Machine Learning Engineer
Role details
Job location
Tech stack
Job description
As a Machine Learning Engineer on the AI & ML Platform team at Atlassian, you will work on the core infrastructure to allow software engineers, ML engineers & data scientists to develop, train, evaluate, deploy, and operate Machine Learning models and pipelines. Along with that, you will build systems for product teams like Jira & Confluence to solve their specific challenges in building ML solutions. You will use your software development expertise to solve difficult problems, tackling infrastructure and architecture challenges.
About Central AI Org
Our organisation is designed to accelerate AI innovation across all our products and platform, provide cohesive AI experiences and setup up an Atlassian AI infrastructure for the future. Our purpose is to:
- Develop horizontal AI capabilities and infrastructure that can be leveraged across all products.
- Establish a centralized Search, Q&A, and Conversational AI system that integrates seamlessly with all Atlassian products.
- Explore integration of Atlassian products with AI products outside Atlassian.
About AI & ML Platform Team
Our team is building the foundations to democratise Machine Learning for Atlassian's teams, customers and ecosystem. Our goal is to create tools that are user-friendly and reliable, ensuring that Atlassian teams can easily embrace and utilize them. These tools will facilitate the development, deployment, measurement, and operation of AI & ML experiences. They will seamlessly integrate with the Atlassian Data Platform, enabling teams to efficiently and rapidly incorporate AI & ML capabilities into their workflows. The focus is on providing a smooth and hassle-free experience for Atlassian users, allowing them to leverage the power of AI & ML without any complications.

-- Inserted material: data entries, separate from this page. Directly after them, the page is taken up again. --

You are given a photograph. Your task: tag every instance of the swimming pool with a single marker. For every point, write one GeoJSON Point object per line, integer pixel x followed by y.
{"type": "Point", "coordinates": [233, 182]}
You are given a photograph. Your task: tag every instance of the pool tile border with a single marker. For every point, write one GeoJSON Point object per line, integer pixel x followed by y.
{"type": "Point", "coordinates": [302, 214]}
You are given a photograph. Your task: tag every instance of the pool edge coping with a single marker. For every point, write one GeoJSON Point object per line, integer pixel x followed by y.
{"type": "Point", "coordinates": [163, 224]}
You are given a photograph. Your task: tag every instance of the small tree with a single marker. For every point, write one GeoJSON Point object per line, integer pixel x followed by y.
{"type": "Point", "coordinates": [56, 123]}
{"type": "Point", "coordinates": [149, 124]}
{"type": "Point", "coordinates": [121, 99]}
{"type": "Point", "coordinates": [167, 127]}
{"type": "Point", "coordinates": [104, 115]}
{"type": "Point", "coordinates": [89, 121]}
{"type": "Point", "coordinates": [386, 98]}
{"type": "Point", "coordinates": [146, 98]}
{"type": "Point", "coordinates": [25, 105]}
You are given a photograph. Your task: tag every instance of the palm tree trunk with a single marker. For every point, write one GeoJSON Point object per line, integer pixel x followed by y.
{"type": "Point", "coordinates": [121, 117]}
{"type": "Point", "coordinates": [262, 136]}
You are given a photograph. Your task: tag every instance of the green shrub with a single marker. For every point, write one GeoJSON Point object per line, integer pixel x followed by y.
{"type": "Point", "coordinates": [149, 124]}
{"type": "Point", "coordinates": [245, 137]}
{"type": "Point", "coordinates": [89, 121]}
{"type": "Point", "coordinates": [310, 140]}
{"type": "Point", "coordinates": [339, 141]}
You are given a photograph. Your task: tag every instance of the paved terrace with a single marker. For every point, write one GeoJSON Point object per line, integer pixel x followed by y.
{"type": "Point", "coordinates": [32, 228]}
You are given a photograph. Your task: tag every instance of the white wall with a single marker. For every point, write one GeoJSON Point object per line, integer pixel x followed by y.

In this role, you'll get the chance to:
- Design, build, and operate large-scale backend and infrastructure services for ML training and inference
- Collaborate with your teammates to solve complex problems, from technical design to launch.
- Deliver cutting-edge solutions that are used by other Atlassian teams and products to build AI features that reach millions of customers.
- Own services end-to-end - from design, implementation, infrastructure-as-code and CI/CD, through observability, on-call, and incident response.
Requirements
- 4+ years of experience building and operating large-scale backend, infrastructure, or ML systems in a cloud environment with strong programming skills in at least one of: Java/Kotlin, Go, or Python,
- ML lifecycle exposure: experience supporting or building systems for training, deployment, and serving of ML/LLM models (online or batch).
- Large-scale system design: strong experience designing and implementing distributed, fault-tolerant, high-throughput services, ideally for ML or data/compute platforms.
- Cloud infrastructure: hands-on experience with AWS and/or GCP, including networking, security, and compute services (EC2/GKE/EKS, GPUs, autoscaling, load balancing).
- MLOps and automation: experience automating deployment and operations of ML workloads - CI/CD, config and secret management, rollout/rollback strategies, monitoring and alerting. (nice to have)
- Kubernetes and containers: practical experience building and running services or control planes on Kubernetes (deployments, operators/controllers, scaling, observability). (nice to have)
About the company
Atlassian's mission is to unleash the potential of every team. We build agile, DevOps, IT service management, and work management software to help teams organize, discuss, and complete shared work. Over 300,000 companies worldwide rely on Atlassian to work better together and deliver results. With Atlassian Rovo, teams can now find, learn from, and act on organizational knowledge faster using AI-powered search, chat, and automation agents—boosting productivity and collaboration across all their tools.